Gennevilliers (Hauts-de-Seine), reportage
Sur les marches de la mairie de Gennevilliers, le dress code annonce la couleur : des manifestants ont revêtu des chasubles jaune, orange et rouge, pour symboliser l’alliance entre les luttes écologistes et sociales. L’appel à la manifestation du 25 mai contre le projet d’entrepôt Green Dock a été signé par une trentaine d’organisations écologistes (Stop Greendock, Déroute des routes, Naturalistes des Terres…), de partis (Les Écologistes, La France insoumise, le Nouveau Parti anticapitaliste, etc.), mais aussi de syndicats (CGT Gennevilliers et Épinay, Solidaires 93 et Sud-Rail).
Ce n’est pas la première fois que des liens entre écologistes et syndicalistes se tissent à l’échelle locale. Après les actions réunissant les Soulèvements de la Terre et la Confédération paysanne, la raffinerie de Grandpuits, la papeterie de la Chapelle Darblay à Rouen et la ligne à grande vitesse Lyon-Turin, c’est au tour de l’opposition à « l’empire logistique » de renforcer cette alliance. « On lutte contre un même système capitaliste qui détruit notre santé, nos conditions de vie et la nature », introduit Hervé, de l’union locale CGT à Gennevilliers.

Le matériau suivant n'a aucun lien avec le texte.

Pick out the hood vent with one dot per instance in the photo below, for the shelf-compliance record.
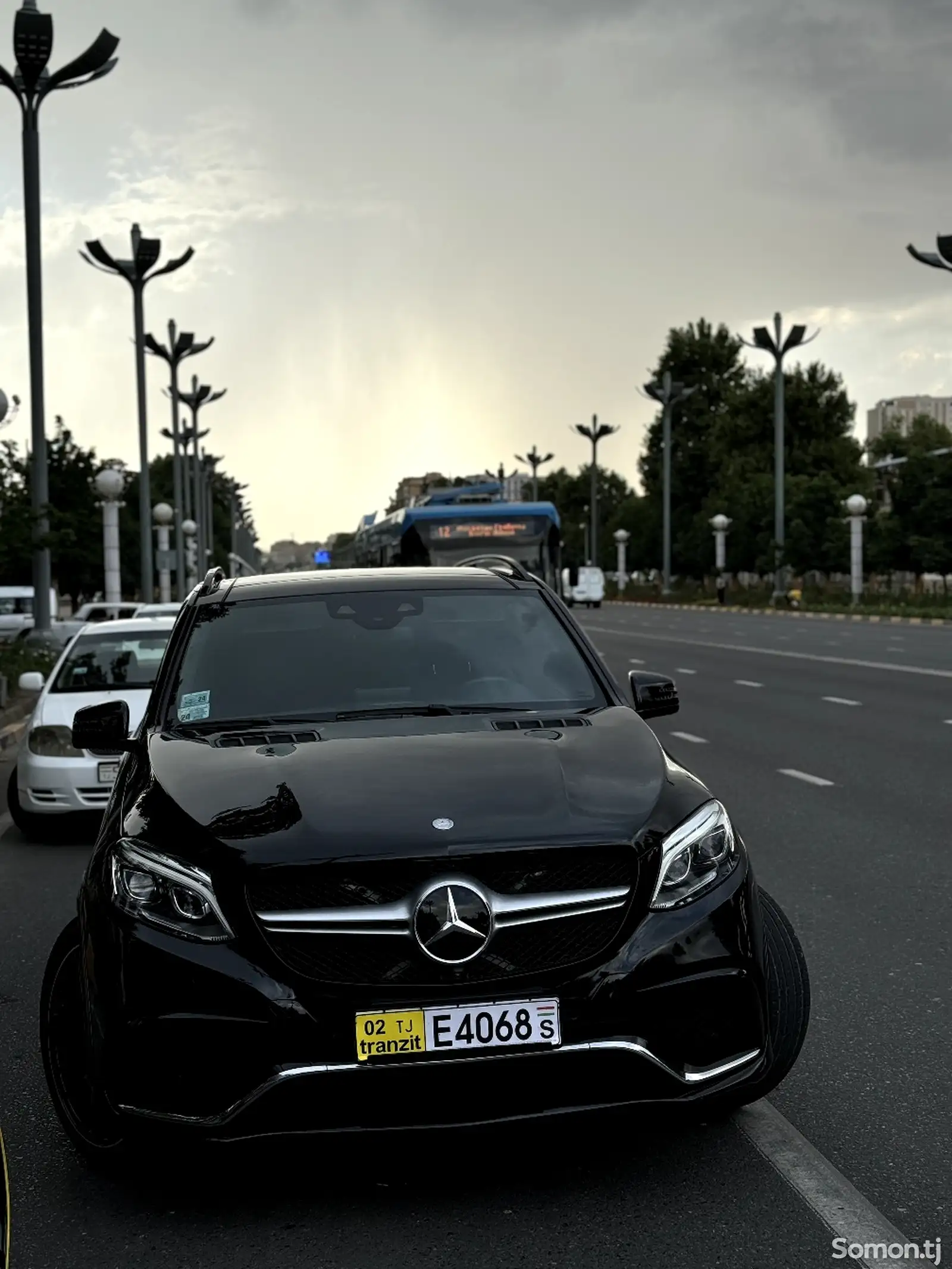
(255, 739)
(538, 723)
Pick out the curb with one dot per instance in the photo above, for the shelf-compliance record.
(781, 612)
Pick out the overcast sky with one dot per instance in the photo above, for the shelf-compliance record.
(433, 233)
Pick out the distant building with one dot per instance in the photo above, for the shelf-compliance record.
(900, 412)
(291, 556)
(412, 488)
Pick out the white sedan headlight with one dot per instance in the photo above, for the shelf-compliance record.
(52, 742)
(696, 856)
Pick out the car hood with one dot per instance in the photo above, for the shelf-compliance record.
(59, 709)
(380, 795)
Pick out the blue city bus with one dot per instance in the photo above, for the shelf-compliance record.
(449, 526)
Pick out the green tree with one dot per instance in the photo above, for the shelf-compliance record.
(572, 495)
(710, 361)
(822, 469)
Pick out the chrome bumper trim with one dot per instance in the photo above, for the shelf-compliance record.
(399, 918)
(691, 1075)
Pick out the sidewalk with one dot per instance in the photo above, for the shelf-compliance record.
(786, 612)
(14, 721)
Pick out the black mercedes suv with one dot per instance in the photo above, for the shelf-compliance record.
(393, 848)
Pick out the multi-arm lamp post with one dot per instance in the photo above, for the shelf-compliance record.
(200, 396)
(668, 395)
(534, 460)
(109, 484)
(594, 433)
(136, 272)
(778, 347)
(182, 344)
(31, 84)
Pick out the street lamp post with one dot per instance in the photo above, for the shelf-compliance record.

Contre les emplois précaires de la logistique
Sous les drapeaux représentant le grand cormoran, la ronce des bois ou le lézard des murailles, trois cortèges s’élancent dans les rues, en direction des bords de Seine. C’est là, dans le port de Gennevilliers, que doit être érigé Green Dock, un immense bâtiment de 30 mètres de haut sur 600 mètres de long.
Plus habitué aux piquets de grève qu’aux marches pour l’environnement, Hassan Letaief a revêtu sa chasuble de la CGT pour se joindre à la manifestation. Il est manutentionnaire dans l’entrepôt Geodis, situé dans la zone d’activités du port fluvial. « Les conditions de travail sont pénibles, soupire-t-il. Nous sommes 120 salariés et 75 intérimaires pour près de 60 000 colis par jour. J’ai été opéré deux fois de hernies discales, à cause des charges lourdes que je dois porter. »
700 emplois sont annoncés dans l’entrepôt Green Dock. « Mais quels emplois ? interroge la sociologue Carlotta Benvegnù, maîtresse de conférences à l’université Paris-Saclay. La logistique est le secteur qui a le plus recours à l’intérim et qui provoque deux fois plus d’accidents du travail que la moyenne nationale. » « Il faut travailler très vite, dans le bruit, le froid, les vibrations, la poussière, la pollution des gaz d’échappement… C’est épouvantable », appuie Laurent Sambet, conducteur routier chez Geodis, filiale de la SNCF.
Plus de trains, moins de camions
Des centaines de camions passent chaque jour par l’entrepôt. « Quand on sait qu’un seul train peut remplacer 50 camions, ce n’est pas top niveau écologie », souligne le routier. « Mon but, c’est que Laurent puisse devenir conducteur de train », réagit Julien Troccaz, secrétaire fédéral de Sud-Rail. Le cheminot plaide pour un « statut des salariés de la transition écologique », leur permettant de conserver leur ancienneté dans un nouveau métier. « La transition ne se fera pas sans les salariés. S’il y a moins de camions, il faudra prendre en compte nos collègues routiers », insiste Julien Troccaz, qui bataille pour la préservation du fret public ferroviaire.
De leur côté, les porteurs du projet Green Dock promettent de faire la part belle à la logistique fluviale. Dans le contrat avec le promoteur Goodman, « il est prévu un minimum de 15 % de transport fluvial », indique Antoine Berbain, directeur général délégué chez Haropa Port, l’établissement public regroupant les ports du Havre, Rouen et Paris. Il annonce que Goodman se fixe désormais un objectif de « 30 à 40 % de fluvial » au niveau de la plateforme. Toujours est-il que 700 camions devraient entrer et sortir de l’entrepôt chaque jour.
« On veut penser un contre-projet avec les travailleurs et travailleuses de la zone d’activités du port de Gennevilliers », explique Damien [*], du comité local 93 Nord des Soulèvements de la Terre. Tandis que son cortège longe le parc des Chanteraines, des militants s’y introduisent pour rejoindre la zone d’activités du port de Gennevilliers. Ils tentent alors d’en bloquer un accès routier, avant d’être délogés par la police et d’être violemment réprimés. Les activistes ont été couchés au sol mains dans le dos par les policiers de la brigade anticriminalité (BAC). Une soixantaine de personnes ont été interpellées.